Down a wide and high main hallway, a light gleamed from the bottom of a closed double doorway. It was queer, like silver, and dense like water.
He approached, then opened one side. “Cari?”
She turned to face him. Her face was streaked with mascara tears, but her eyes were clouded with Shadow. She pulsed with dark light, her skin glowing with the anti-luminescence of earlier that afternoon. She looked almost fae, though he’d never seen a creature of Twilight. But this Cari was not of this world. A leather-bound journal was clutched in her hands.
“I was just thinking about you.” She wavered on her feet, as if drugged. She bit her lip to ruby red, her wide eyes asking for help.
“
I
think it’s time to go to bed.” What had she been playing at, he wondered?
“I can’t sleep.” She was standing at a slant, holding on to a table to keep herself from falling. She’d found a new enemy—gravity.

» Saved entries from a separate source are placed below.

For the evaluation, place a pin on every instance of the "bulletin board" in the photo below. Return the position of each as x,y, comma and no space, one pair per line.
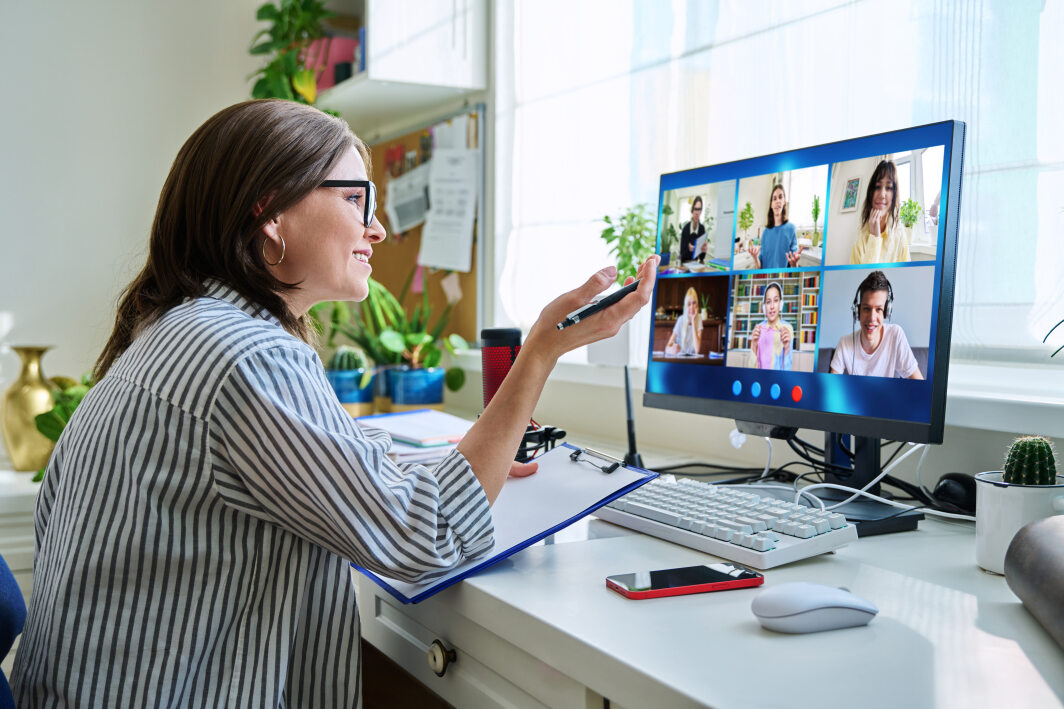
394,259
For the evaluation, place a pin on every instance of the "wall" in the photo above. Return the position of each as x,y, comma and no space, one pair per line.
842,228
99,97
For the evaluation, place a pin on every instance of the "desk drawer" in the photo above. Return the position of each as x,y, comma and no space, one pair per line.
487,670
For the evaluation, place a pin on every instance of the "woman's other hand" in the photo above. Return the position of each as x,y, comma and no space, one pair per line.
545,340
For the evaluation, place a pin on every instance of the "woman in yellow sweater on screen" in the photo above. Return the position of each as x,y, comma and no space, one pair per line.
881,237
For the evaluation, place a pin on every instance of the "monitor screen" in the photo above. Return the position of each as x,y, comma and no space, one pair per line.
812,287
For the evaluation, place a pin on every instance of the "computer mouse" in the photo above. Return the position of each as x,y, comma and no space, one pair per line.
801,607
957,489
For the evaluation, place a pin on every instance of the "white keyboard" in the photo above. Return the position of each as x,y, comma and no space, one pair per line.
751,529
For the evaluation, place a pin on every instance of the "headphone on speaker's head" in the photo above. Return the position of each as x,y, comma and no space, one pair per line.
887,309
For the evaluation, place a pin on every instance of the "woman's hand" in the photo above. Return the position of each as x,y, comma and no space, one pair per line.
546,341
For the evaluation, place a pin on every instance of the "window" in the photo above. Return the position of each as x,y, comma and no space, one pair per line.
599,99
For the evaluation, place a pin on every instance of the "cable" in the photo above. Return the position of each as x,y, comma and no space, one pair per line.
869,484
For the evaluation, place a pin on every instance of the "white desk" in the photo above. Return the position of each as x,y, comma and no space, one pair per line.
542,629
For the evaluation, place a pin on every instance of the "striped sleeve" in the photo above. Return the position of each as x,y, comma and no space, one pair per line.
285,451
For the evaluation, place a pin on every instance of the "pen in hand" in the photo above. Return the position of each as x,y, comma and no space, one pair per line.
596,306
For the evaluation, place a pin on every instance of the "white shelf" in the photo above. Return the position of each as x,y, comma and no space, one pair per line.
372,106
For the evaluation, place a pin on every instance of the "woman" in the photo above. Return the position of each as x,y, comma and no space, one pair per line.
686,335
881,237
198,516
770,340
779,241
692,232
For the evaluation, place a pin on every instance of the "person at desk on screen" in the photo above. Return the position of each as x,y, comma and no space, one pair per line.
687,332
196,522
693,233
770,339
881,237
779,240
882,348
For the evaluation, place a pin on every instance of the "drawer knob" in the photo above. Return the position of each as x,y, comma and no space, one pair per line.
439,657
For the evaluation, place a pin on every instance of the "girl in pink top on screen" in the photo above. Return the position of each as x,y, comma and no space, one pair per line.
770,340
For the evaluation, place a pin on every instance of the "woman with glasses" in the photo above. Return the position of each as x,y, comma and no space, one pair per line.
199,514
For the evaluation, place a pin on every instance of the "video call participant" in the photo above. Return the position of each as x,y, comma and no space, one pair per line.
692,232
687,333
881,237
770,340
779,241
883,349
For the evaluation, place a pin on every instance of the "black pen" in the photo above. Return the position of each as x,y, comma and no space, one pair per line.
596,306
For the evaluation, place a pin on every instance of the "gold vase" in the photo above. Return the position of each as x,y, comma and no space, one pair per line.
29,396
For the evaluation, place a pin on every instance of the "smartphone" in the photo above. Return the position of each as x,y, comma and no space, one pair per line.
688,579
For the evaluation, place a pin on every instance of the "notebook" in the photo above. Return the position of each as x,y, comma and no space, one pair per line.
529,509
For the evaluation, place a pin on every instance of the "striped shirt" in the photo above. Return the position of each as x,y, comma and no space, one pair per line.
197,521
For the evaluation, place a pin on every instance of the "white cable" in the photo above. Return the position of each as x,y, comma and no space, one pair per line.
882,475
768,463
892,503
767,485
918,466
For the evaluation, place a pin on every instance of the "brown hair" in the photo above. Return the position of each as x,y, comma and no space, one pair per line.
884,169
205,226
783,212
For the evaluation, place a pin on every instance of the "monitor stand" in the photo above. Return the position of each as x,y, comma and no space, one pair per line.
869,516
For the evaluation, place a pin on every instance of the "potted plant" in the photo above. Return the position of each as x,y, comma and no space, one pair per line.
816,216
1028,489
670,237
745,221
631,237
288,71
400,342
910,214
351,377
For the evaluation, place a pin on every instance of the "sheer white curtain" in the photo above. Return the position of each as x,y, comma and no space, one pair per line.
596,99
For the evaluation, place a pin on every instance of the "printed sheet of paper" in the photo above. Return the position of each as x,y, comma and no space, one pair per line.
408,198
559,493
447,236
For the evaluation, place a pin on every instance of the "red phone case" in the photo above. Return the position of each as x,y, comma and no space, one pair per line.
684,590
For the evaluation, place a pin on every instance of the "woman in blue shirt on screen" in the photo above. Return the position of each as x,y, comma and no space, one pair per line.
779,241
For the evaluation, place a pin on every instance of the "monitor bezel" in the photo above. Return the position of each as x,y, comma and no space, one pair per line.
930,431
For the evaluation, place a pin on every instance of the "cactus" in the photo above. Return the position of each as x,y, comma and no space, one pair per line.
1030,462
347,359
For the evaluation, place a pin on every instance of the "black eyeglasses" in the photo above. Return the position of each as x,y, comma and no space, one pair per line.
369,204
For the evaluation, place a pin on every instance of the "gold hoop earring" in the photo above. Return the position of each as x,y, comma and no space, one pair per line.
278,262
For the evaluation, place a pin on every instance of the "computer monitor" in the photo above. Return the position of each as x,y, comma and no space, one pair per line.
813,289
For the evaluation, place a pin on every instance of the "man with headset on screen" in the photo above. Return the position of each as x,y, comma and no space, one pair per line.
883,349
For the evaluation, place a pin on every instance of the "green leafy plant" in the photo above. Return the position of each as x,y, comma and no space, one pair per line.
746,218
816,217
631,237
670,237
909,213
288,71
68,394
1030,462
388,334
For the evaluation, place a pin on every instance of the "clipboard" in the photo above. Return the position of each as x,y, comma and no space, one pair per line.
530,509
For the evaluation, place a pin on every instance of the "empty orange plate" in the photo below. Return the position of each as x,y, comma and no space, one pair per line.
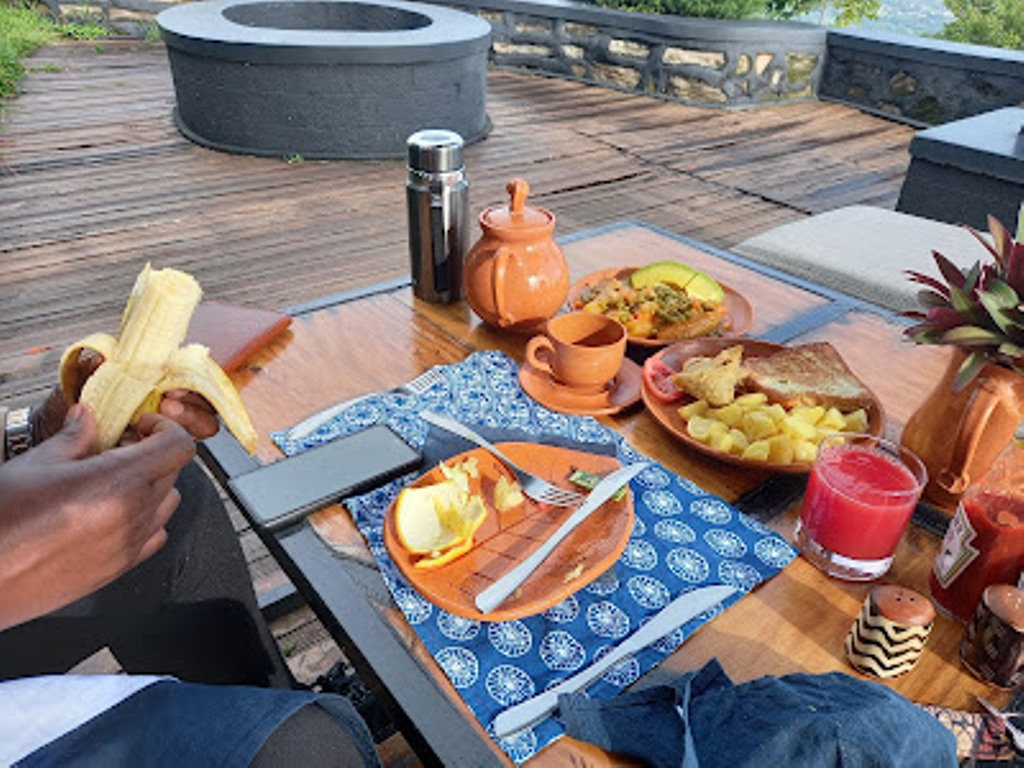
505,538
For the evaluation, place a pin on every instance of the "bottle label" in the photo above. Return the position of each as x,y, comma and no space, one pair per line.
957,551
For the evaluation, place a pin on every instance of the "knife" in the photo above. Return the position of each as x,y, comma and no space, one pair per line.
498,592
676,613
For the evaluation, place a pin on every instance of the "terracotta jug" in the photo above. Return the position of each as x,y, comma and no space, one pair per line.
516,276
957,435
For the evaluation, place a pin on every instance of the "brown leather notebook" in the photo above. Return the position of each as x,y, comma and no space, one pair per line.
235,332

He hadn’t thought she could get any worse, but then Cari had always surprised him.
“That makes two of us,” he answered, surly.
Since she was obviously high on Shadow, he had to be the reasonable one. He picked her up, and ignored how her soft, sweet body curled into his. It had been a really long time since he’d held a woman. The fact that he was holding this particular woman didn’t help matters. He powered up the stairs, grateful that the chugging of his heart fought the direction of his blood.

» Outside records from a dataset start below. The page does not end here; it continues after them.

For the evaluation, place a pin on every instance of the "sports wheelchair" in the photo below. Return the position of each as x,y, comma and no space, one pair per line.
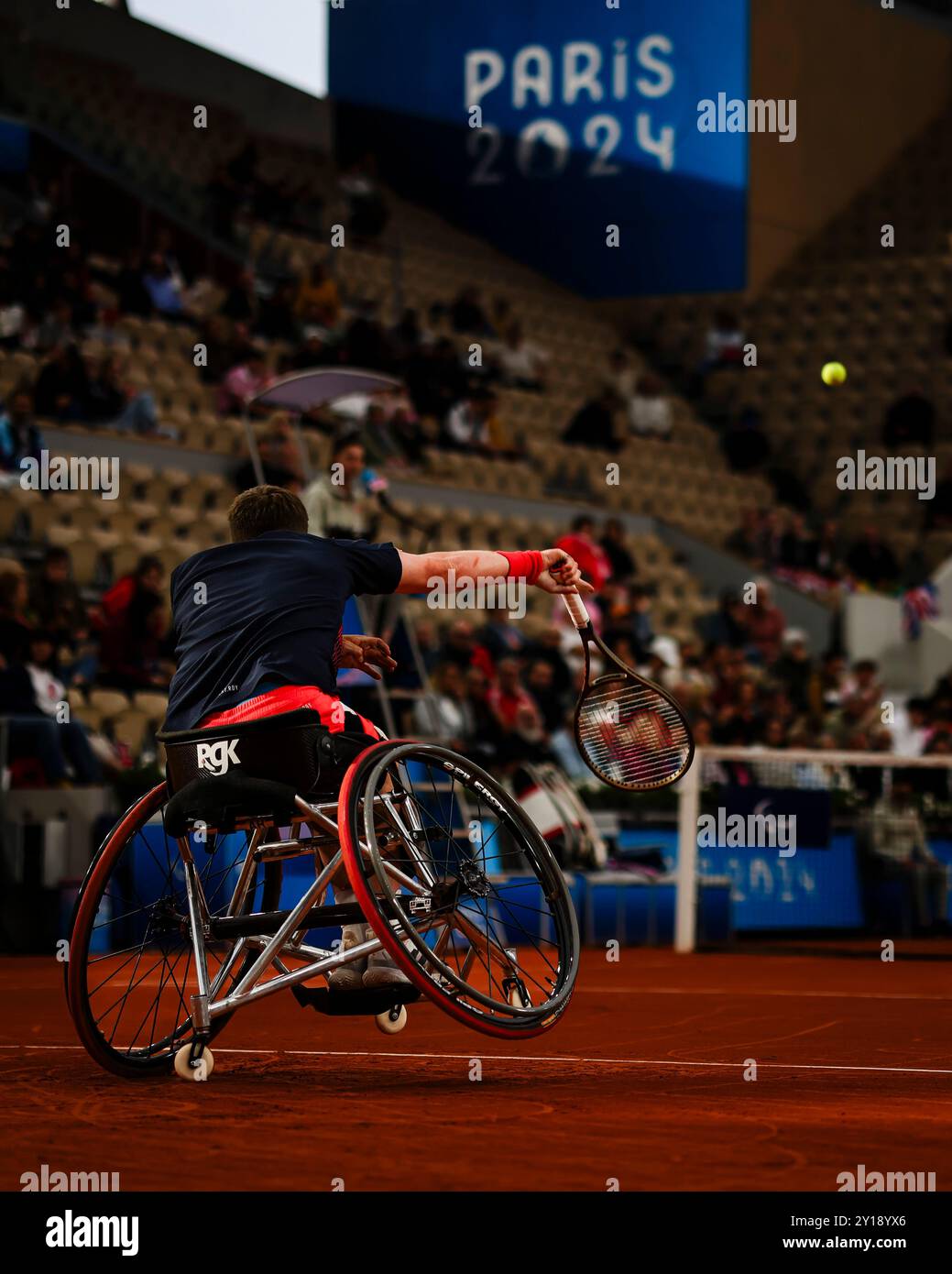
214,891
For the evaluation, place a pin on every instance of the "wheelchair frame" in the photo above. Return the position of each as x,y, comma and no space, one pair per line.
307,914
372,829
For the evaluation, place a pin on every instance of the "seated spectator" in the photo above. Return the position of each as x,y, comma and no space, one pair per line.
280,460
615,548
339,503
797,545
649,411
366,343
522,363
744,444
540,682
16,620
727,626
408,335
312,352
163,288
621,378
32,698
499,636
130,288
276,315
111,401
861,689
19,437
547,647
447,712
368,213
460,647
938,510
242,303
628,618
13,315
872,561
794,669
318,298
466,424
723,343
62,386
910,421
519,722
58,327
436,379
246,379
466,313
827,552
133,627
593,424
912,730
747,541
581,544
765,623
896,849
59,610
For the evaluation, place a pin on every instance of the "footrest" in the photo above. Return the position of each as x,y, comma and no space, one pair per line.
349,1005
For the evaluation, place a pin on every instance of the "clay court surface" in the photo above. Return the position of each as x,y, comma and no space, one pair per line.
641,1081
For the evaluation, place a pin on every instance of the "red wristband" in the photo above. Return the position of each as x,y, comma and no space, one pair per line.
527,565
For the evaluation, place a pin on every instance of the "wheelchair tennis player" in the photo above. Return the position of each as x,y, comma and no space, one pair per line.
257,628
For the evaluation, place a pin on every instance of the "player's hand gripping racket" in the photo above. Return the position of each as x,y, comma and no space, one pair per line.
629,731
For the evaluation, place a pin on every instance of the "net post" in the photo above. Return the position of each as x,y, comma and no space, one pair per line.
685,895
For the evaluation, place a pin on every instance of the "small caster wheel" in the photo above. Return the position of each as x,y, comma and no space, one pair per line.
393,1021
201,1071
517,995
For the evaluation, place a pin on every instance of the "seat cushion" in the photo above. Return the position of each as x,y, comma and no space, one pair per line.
221,802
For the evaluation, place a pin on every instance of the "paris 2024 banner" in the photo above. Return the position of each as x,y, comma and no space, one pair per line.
544,124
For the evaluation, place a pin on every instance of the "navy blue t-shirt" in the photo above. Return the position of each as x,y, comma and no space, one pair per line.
263,613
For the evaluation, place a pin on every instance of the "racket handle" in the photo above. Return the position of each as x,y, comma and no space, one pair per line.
576,610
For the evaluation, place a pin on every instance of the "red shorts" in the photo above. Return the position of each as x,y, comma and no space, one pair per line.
335,716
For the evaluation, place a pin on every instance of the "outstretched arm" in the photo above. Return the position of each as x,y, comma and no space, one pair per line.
421,568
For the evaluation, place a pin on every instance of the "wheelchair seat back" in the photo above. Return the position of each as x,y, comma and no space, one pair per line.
225,774
290,748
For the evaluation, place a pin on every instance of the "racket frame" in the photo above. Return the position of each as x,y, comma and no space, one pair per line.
586,632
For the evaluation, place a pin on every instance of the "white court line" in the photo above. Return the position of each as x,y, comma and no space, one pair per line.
753,994
517,1058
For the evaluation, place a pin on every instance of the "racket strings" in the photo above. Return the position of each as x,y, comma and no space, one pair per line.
631,735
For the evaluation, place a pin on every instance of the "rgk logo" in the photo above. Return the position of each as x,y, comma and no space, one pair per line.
215,757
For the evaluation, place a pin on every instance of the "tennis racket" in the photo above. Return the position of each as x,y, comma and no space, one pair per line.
629,732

“Where’s your room?” he said low in her ear.
Her mouth moved to his jaw. “Any room.”
“I want
your
room.” She was not sleeping in his.
She straightened a leg, pointing with her toe. “That way.”
Good. He took her down the hall to that door. He tried to turn the knob with his arms full of Cari. Took three tries, increasingly loud in the echoing space. The statue behind him watched. Didn’t help his coordination that Cari was doing something to his shirt. “Stop it, Cari.” She found his skin—her touch sizzled, sending a current of magic across his chest.
He finally got the door open. Kicked it wide, he was so fed up. As he turned her body so she wouldn’t bang her head on the jam, he caught sight of her stepmother. Mage black eyes, like glossy coal. She looked like she wanted to spit. At him.
This was not what it seemed.
“Faster, Mason,” Cari whispered.
Apparently it was.
He swept Cari inside, his irritation making him stronger, and slammed the door shut behind him. Cari could correct mistaken assumptions tomorrow. If the stepmother was going to kill him in the meantime, he hoped she’d make it quick and clean.
Tucking Cari in bed was like peeling off a kitten. She was going to have a blister of a headache tomorrow. He covered her with the blankets, warning “stay.” But her gaze burned so hot that he didn’t trust she would.
And if she got up? Would a male member of her staff say no?
He wasn’t going to defend her virtue, regardless of how she’d mocked his—Cari could sleep with whomever she wanted—but he would see to her dignity. The new, mighty Dolan, undone by magic. Careful, controlled Cari would be mortified.
She was sitting up, pulling at the neck of her blouse. She couldn’t seem to understand how buttons worked.
Another man might tempt fate and try to “make her more comfortable.” He wasn’t stupid. He didn’t need to see her glowing skin to challenge his willpower. His mind was already stuttering with his response. He’d slept in his clothes many times. So could she.
His attention caught on a side table cluttered with small decorative bottles meant to hold scent. They gleamed in the late night like fat, gaudy jewels, and were stoppered by slivers of moonlight.